66話

 小春への安楽死薬の投与を躊躇った時刻から、時は遡り──始業直後の南棟。

 城崎は、応接室のような造りのその部屋にある一人掛けソファに座っていた。付近の壁には能登谷が背を預けて立っている。


「本当なんだね?君が薬剤を無断で調達していたのは」


 おもむきある長テーブルを挟んで、向かい側に座る佐中がそう訊ねた。威厳の籠った言葉遣いだった。


「はい。間違いありません」


 立場としては城崎は犯罪者である。被害者側の施設の長である佐中に対しては、もっと申し訳なさそうに、情けなく萎縮した態度でいなければならなかった。けれど、この時の彼は、こちらに非はないとでも言わんばかりに堂々としていた。といっても、今の城崎が一種の放心状態に陥っており、周りからのやり取りにだけはてきぱきとこなしていたに過ぎなかったが。


 特別収容室での光景が目に焼き付いて剥がれなかった。飼い犬の少女が悶え苦しむ姿──。彼女から助けるよう懇願されても、何も出来ない状況に、城崎は到底耐えられなかった。

 それで収容室から逃げるように抜け出し、保管庫へ「楽にしてやれる薬」を探しに訪れたが、偶然にも鉢合わせた能登谷に阻まれ、所長室に連れてこられて今に至る。


「そうか」


 佐中は、若い研究員に一切感情を読ませない平坦な表情で返した。


「こいつの処罰はどうします?所長」

「私が決める。それに、元はと言えば君の管理能力の不足が原因だ。下がれ」


 生真面目な調子で指示を仰いだ能登谷だったが、保管庫の管理責任を問われて閉口した。彼は壁から体重を自身の体幹へと戻し、無言で部屋を後にする。所長室には、所長の佐中と、新人研究員の城崎が残される。


「……冷めてしまったな。新しいものを用意するよ」


 テーブル上のティーカップを持ち、佐中は腰を上げる。彼が歩く度、受け皿とカップがカタカタと小さく共鳴した。


「所長」


 城崎は毅然きぜんとしながらも、それでいてどこか肩透かしを喰らったみたいに安定しない声で部屋の主を呼んだ。

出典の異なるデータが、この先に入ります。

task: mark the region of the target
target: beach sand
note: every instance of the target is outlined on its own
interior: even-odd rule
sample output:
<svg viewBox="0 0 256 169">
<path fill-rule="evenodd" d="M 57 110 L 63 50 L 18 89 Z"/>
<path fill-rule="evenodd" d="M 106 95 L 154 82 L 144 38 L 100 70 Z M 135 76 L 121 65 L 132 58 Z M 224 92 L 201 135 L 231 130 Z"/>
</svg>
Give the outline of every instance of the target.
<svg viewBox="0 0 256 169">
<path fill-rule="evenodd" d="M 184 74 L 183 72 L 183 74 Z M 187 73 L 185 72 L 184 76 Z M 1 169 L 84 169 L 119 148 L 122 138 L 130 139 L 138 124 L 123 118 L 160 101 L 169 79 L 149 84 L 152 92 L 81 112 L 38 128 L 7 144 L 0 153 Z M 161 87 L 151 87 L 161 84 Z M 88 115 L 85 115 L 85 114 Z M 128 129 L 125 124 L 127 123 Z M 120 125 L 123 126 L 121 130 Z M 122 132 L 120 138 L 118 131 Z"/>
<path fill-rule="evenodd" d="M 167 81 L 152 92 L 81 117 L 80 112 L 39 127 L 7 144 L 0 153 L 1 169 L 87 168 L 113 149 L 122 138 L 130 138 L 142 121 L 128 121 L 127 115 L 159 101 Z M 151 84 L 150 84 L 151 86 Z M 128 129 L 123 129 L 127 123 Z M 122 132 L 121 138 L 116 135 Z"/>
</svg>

「どうしたんだい?もしかしてダージリンじゃない方がいいか?」


 応えながら、佐中は棚から茶葉を取り出す。


「いえ、それで大丈夫です」

「分かった……話を折ってしまってすまない。それで?」


 電気ケトルにペットボトルの水を注いでセットしてから、所長は緩慢に新人の方へ振り返った。


「……204はどうなるんでしょうか?」


 佐中は黙った。彼はカップに茶葉を入れ、隣の棚から写真立てを持ち出すと、窓辺に置いた。そこには黒い柴犬が骨に似た玩具を咥えている写真が収められている。以前、異動の件を直接抗議するためこの部屋に赴いた際、佐中が大切そうに見ていたものだった。


「君自身が一番よく知ってるはずだが」


 城崎は俯いた。それもそのはず、小春は既に助からないステージに突入している。否、犬由来の例の感染症は発症した時点で治療法はないのだから、もっと以前の段階に彼女の死は確定していたことだったし、来る三月十五日の決行は抗えない。

 佐中は落ち込む城崎に、窓辺から構うことなく続ける。


「先月、城崎くんをあの個体の担当に戻した時に全て話しただろう。それ以前にも、樗木からこの話は耳にしてるはずだ。そうだな?」

「はい。その、厳密には……樗木さんが204に話して、あの子から僕に伝わってきました」


 それを聞くなり、佐中は怪訝な様子で咳をした。


「204は、はじめから感染症と緑内障の病態進行をテストするために製造された犬人で、元から死ぬ事が前提の犬だった──。それだけの話だ。それに樗木が憤慨した。彼女は飼い主の君にいたく同情して、犬の最期を看取る羽目になる前に、君を異動させようと色々と工作をしていた……と、こんなところだろうな」


 頷く研究員に、所長は隠しもせずため息を吐く。


「彼女、一昨年に一匹の実験個体の担当を任されていたんだ」

「樗木さんが……?」

「そうだ。だが、その個体も204と同じで犬人による感染症の経過観察用の生涯を終えて死んだ。それ以降、彼女はこの施設内で奔走した。実験個体と思わしき飼い犬を与えられた研究員が現れる度、理由をでっち上げて、研究員からその犬から引き離すという……言わば異動工作に」


 城崎は驚いた。あの彼女がそのようなことを。同時に釈然としないことも出てくる。同僚の彼女は佐中の犬人理論の支持者であるのに、どうして小春の死やその担当の人間にまで気を配るのだろうか。犬人にも心や感情があるという主張に対し、異動の件を持ちかけていた、かの樗木は「非科学的」とか「雑種は不良品」などと、無情にも切り捨ててかかってきたではないか──。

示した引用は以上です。